Javier alzó la cabeza y dejó que el agua le cayera por la cara. Le ardían los ojos. Estaba solo. No en una caja, aunque se parecía. Estaba solo y nadie iba a castigarlo. Nadie lo abrazaría para su cumpleaños. Nadie lo observaría desde la distancia con ojos imperturbables. Estaba solo bajo el agua, llorando. Javier era un niño, alto, grande, que iba a oficinas y jugaba a tener ropa de adulto. Un niño que había mojado la cama por una pesadilla. «Uno… dos… tres…».

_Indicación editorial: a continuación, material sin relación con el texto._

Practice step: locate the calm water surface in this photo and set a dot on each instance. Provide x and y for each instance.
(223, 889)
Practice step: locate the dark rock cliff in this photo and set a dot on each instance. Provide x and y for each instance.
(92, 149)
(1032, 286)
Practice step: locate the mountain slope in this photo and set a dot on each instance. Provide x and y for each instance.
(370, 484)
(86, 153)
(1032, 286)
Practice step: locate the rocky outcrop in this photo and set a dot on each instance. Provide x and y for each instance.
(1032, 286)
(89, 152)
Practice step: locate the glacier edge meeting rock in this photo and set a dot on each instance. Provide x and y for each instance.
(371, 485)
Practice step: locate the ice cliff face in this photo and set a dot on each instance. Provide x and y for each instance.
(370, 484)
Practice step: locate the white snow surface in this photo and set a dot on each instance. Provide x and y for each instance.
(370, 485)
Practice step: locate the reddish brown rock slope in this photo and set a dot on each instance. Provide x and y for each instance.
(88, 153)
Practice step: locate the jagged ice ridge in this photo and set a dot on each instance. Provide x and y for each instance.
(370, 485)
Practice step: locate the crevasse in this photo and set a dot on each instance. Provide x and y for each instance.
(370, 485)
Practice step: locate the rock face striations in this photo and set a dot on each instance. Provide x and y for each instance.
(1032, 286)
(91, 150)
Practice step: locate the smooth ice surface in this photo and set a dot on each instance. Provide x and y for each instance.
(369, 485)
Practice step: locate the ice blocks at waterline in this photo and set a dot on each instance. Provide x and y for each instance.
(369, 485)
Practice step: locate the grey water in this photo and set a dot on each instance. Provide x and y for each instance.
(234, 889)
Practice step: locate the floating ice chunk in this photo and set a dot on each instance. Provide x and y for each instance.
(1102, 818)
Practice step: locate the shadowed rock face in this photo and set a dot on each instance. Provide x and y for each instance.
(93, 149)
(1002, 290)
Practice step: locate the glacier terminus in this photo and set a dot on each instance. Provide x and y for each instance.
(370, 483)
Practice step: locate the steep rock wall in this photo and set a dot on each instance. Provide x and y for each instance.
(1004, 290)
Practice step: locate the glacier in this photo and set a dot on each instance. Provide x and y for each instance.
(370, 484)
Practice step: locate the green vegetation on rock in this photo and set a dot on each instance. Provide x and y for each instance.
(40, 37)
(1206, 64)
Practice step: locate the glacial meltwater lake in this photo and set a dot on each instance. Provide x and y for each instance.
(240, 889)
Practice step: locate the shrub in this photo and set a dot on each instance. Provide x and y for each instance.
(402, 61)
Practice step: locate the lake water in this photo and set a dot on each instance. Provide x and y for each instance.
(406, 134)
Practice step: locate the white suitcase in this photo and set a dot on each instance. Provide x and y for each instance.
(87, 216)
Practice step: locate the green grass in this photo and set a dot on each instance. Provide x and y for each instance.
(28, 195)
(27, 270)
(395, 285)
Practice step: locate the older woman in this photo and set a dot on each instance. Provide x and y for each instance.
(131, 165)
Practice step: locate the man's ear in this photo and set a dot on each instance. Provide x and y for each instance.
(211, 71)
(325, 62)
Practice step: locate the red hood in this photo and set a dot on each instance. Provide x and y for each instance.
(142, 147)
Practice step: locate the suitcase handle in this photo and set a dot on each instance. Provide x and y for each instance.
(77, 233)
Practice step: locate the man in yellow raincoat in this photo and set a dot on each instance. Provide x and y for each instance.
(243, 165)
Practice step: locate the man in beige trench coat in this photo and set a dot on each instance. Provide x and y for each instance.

Estaba solo. El cuero cabelludo le ardía, porque se lo habían desteñido muchas veces. No estaba oscuro, sino claro, blanco, manchado de amarillo. La boca le sabía a café. Apestaba a orina. Estaba vivo. Estaba solo. Javier chocó un puño contra la pared de la ducha y soltó un alarido. Lo hizo de nuevo y gritó más alto. Los nudillos crujieron y el dolor se esparció desde sus dedos hasta el hombro. Su grito esta vez pareció más un chillido estrangulado. Golpeó la pared con el otro puño y volvió a gritar. Solo. Solo. Vivo. Vivo. Vivo. Vivo. 

—Sobrevive —dijo el Observador y no estaba ahí. Y estaba mirándolo, desnudo, sangrando bajo el chorro de la ducha. Impasible. Sonriendo—. Sobrevive. 

Vivo. Vivo. Las manos le sangraban, amoratadas y temblorosas. 

—Perdón… perdón…

Un niño en una caja al que un hombre abrazaba. Y un niño con una mochila abultada caminando por una calle vacía. «Sobrevive», dijo Javier y sonó como su propia voz. El muchacho apoyó ambos puños rotos contra la pared y bajó la cabeza. Sobrevive. Cómo lo había hecho antes. Sobrevive, dijo. Sobrevive. Pero estaba solo… 

—No por mucho tiempo —dijo El Observador.

El suelo estaba cubierto de naipes brillantes. Y cuando Javier levantó al vista, se vio a sí mismo sonriendo desde el borde de la ducha, con el cabello totalmente blanco y una humeante taza de café en la mano.